Re: XML::Simple noisy option?
by pg (Canon) on Jan 30, 2003 at 03:26 UTC
    I didn't read the source code of XML::Simple and all those related, but theoretically no SAX parser should slurp a whole file before it start parsing, if it does, it is really poorly designed, and should not consider to use it at all.

    The design objective of SAX is to parse XML data as a stream on fly. Remember the data source can be a TCP port, SAX would parse the XML stream when data is still coming.

    As a design cosideration, it would be terribly inefficient, not to use the idle time in between TCP communication. Terrible.

    On the other hand, remember, even with all the best design consideration, XML parsing is still very slow. This is not something you can escape at this stage of XML's life cycle.

    Update:

    After received serveral msg's from mirod. I realized that this is some orange/apple thing.

    1. XML::Simple does not "slurp" the file in order to use SAX parser. When I say "slurp", I mean to read in the whole file BEFORE parsing. This is my version of "slurp".
    2. XML::Simple would eventually store the WHOLE result it got back from the parser in memory, so eventually the file is "slurped". That's his version of "slurp".

      I understood that XML::Simple did that, that's okay with me and that's the purpose of XML::Simple, but that's not my "slurp" ;-)
    A person finished 9 scoops of ice cream in 1 minute, I will say he slurped it. Another person finished 9 scoops of ice cream in 1 hour, yes, the ice cream eventually all stored in his gut ;-) but I don't call that slurp.

    I think we down voted each other, that's fine and that's part of the life here ;-). Couple of XP points is much less important than to make the facts straight. In this sense, we both did well.

      XML::Simple is not a SAX parser. It is a module that lets you load XML data into a Perl structure. It works on top of a parser, which can be XML::Parser or, since versions 1.08_01, any SAX parser. So by (good) design it slurps a whole XML file into memory.
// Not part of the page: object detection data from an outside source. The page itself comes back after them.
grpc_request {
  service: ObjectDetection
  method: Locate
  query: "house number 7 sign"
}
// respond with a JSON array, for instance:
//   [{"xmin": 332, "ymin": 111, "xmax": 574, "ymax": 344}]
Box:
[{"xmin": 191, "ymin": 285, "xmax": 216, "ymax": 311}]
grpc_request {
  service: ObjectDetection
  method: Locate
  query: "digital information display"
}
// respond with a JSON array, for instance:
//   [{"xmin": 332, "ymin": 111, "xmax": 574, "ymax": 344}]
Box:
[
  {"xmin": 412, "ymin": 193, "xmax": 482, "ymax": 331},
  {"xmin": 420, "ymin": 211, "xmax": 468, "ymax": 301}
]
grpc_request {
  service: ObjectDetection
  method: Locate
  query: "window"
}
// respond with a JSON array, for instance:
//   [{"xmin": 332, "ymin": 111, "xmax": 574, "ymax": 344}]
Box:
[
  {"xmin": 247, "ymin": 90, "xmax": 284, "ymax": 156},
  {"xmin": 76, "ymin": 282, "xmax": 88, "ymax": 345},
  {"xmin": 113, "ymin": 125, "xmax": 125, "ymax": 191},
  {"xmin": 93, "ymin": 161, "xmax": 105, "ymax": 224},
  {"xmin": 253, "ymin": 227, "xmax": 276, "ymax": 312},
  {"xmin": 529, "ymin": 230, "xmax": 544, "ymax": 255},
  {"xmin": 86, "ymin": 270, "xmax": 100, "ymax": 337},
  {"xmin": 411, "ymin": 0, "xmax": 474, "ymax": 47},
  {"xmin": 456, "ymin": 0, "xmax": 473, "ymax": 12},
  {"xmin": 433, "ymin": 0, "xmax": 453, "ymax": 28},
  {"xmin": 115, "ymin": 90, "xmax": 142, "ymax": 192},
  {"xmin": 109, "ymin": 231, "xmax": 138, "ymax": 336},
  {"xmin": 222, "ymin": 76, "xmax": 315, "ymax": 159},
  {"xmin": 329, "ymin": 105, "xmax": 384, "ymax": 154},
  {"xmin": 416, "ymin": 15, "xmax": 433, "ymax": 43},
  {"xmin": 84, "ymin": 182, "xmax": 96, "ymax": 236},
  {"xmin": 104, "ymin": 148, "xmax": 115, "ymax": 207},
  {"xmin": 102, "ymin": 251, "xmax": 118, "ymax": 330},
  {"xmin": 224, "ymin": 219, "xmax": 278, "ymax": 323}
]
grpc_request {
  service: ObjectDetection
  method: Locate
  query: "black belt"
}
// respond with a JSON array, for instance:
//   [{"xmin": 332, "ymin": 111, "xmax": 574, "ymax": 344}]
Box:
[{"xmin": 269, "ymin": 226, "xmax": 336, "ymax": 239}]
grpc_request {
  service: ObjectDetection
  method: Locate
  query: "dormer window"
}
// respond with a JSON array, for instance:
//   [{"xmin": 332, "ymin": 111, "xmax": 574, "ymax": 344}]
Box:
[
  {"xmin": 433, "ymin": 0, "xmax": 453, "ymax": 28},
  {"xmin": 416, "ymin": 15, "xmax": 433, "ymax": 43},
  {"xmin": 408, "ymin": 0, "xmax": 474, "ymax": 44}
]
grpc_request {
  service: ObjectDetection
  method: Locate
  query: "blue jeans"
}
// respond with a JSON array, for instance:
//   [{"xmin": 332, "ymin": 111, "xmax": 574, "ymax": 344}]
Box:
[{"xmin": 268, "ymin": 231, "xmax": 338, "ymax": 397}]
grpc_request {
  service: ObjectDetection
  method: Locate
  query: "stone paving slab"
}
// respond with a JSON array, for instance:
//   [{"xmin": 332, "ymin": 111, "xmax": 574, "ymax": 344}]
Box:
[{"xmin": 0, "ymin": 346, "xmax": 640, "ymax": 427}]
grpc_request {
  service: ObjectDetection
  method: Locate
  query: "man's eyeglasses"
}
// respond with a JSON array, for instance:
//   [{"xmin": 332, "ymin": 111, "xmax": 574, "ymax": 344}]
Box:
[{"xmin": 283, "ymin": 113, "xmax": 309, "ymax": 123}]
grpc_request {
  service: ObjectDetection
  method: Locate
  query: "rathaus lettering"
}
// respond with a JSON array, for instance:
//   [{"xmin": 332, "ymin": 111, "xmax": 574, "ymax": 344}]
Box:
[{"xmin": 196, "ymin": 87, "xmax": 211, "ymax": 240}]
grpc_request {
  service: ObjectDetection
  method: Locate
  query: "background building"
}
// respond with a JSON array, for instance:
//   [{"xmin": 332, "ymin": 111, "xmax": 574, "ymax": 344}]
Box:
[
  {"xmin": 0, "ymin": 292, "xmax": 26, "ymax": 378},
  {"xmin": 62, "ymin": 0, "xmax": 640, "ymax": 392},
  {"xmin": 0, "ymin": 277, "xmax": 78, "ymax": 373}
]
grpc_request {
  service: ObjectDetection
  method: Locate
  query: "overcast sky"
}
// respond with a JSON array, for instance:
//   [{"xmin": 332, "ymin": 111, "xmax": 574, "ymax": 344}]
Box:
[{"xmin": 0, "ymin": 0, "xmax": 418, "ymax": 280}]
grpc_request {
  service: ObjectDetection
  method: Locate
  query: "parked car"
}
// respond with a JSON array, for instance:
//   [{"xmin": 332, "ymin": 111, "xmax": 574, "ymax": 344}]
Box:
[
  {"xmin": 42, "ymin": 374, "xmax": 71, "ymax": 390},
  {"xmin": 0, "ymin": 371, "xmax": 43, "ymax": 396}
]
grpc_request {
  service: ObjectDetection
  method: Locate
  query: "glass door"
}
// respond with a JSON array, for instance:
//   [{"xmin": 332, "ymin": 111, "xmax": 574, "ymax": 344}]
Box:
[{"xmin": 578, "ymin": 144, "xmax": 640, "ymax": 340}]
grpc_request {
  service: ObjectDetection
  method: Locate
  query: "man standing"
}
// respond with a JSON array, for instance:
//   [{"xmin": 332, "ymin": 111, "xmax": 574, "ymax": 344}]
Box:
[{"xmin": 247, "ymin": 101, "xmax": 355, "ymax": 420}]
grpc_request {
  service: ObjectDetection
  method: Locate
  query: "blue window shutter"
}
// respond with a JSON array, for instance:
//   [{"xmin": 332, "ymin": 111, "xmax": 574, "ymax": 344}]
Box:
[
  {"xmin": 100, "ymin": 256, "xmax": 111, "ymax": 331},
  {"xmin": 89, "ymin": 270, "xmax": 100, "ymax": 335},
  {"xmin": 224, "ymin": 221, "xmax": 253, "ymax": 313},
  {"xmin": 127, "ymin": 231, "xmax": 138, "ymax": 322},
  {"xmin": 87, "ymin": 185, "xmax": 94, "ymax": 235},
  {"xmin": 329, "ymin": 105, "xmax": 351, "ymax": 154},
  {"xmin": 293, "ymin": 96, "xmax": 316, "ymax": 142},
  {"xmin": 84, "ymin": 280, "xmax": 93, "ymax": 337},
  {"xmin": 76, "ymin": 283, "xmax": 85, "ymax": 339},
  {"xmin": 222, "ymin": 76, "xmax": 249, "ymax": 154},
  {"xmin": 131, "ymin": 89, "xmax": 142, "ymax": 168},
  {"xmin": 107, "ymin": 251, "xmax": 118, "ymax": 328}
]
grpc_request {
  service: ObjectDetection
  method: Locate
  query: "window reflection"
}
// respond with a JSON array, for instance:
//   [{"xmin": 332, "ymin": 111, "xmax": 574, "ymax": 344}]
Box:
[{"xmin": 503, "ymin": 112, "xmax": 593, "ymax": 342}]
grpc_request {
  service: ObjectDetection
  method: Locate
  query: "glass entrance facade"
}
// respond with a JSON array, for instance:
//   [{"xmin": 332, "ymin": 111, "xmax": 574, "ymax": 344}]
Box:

      Not only did you not read the code, it looks like you did not read the documentation either ;--)

        "So by (good) design it slurps a whole XML file into memory."

        Okay, now I traced each line of the source code. I think we are lucky that the XML::Simple module didn't follow your good design and slurp the file.

        Slurping a whole file, in order to use a SAX::Parser? Good he/she didn't do it.

        To be frank with you, the point is really not whether XML::Simple slurp the whole file or not, that's not something you or me can change, it was just done in that way, but it is a very poor judgement to praise "slurp a whole file" as a good design in this context.